Rodney Brooks, founder of both iRobot and, most recently, Heartland Robotics, likens the arrival of robots in the workplace to that of the PC, saying in an Economist interview that, “the PC didn’t get rid of office workers, it changed the tasks.”
Brooks went on to say that if people on the factory floor or in workshops are provided with easy-to-use robots they can become more productive. Bring together these new robots with innovative manufacturing technologies, and you could get a manufacturing renaissance.

As the PC changed tasks, new skills were necessary to perform those tasks. In short, as with the PC evolution, learning needs to take place for robots and humans to be successful together. Thus, as robots change tasks on the factory floor, factory workers will need to gain expertise in assisting those new tasks.
New learning seems to be at the core of both innovating robotic technology and innovating workers in the workplace.
“A wide array of skills is necessary to develop these robotics systems,” said Jon Bornstein, manager of the Army Research Laboratory’s Robotics Collaborative Technology Alliance, in IEEE’s Today’s Engineer. “Hardware, software, actuation, mobility in complex environments, mechanical engineering, power, control…all of those will be wrapped up in robotics.”
The Economist made the case that, “manufacturing will still need people, if not so many in the factory itself. All these automated machines require someone to service them and tell them what to do. Some machine operators will become machine minders, which often calls for a broader range of skills. Industrial robots are getting better at assembly, but they are expensive and need human experts to set them up (who can cost more than the robot). They have a long way to go before they can replace people in many areas of manufacturing.”
Gerry Dick concurred: “The best equipment and most novel business strategies are useless without workers who can adapt and succeed in a complex, fast-paced environment. Human capital makes the difference.”
But, he quickly notes, “today, half of our manufacturing workers are older than 45, and 8,000 Baby Boomers turn 60 every day across the U.S. Workforce development is job one.”
The tipping point: a new generation of robots
The tipping point for U.S. companies looking homeward again and deciding on a return is automation via a new generation of robots that are hiring on at all sorts of new manufacturing and agricultural venues–places far different from their well-known employment haunts at auto plants.
Robots are now working in such previously robot-less environments as meat processing, furniture making, farming, aircraft production, warehousing and mining–as well as robot-only manufacturing like Canon’s camera facilities. They’re even in households and hospitals, and incredulously, washing heads in beauty salons.

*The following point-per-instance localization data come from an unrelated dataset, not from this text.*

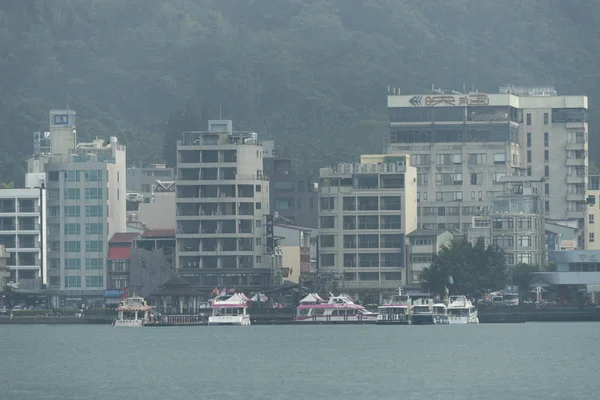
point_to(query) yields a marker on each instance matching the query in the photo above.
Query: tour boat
(422, 312)
(395, 311)
(231, 310)
(133, 312)
(440, 314)
(337, 309)
(462, 311)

These dexterous, HRI-friendly robots present new possibilities at innovating most any process, and innovative minds are taking them up on it and challenging them with ever more. A human-robot culture is arising because of it; a culture of interaction and familiarity whereby humans will first think robots when seeking an automation solution to manufacturing.

One of their kind, the 3D printer (a particularly American invention), is already ballyhooed as the next Internet-type juggernaut to change the world; the likes of the Wall Street Journal, New York Times, Forbes, Motley Fool — as well as Jay Leno (who makes auto parts with it in his garage) — are heralding it as robotics’ first mega industry. See: Swamped By Demand, 3D Printers Hit The Market.
Motley Fool has been enthusiastically shouting about 3D printing for some time: “Say Goodbye to ‘Made-In-China’. And say hello to the breakthrough technology that’s launching a 21st-century industrial revolution right here in America.
Business Insider calls it “the next trillion-dollar industry.” Hyperbole? Maybe. Maybe not. The advent of 2D color printers was attended by similar fanfare.
The American renaissance in manufacturing is indeed on the way. When it arrives, it’ll be the first industrial revolution where robots played a decisive role.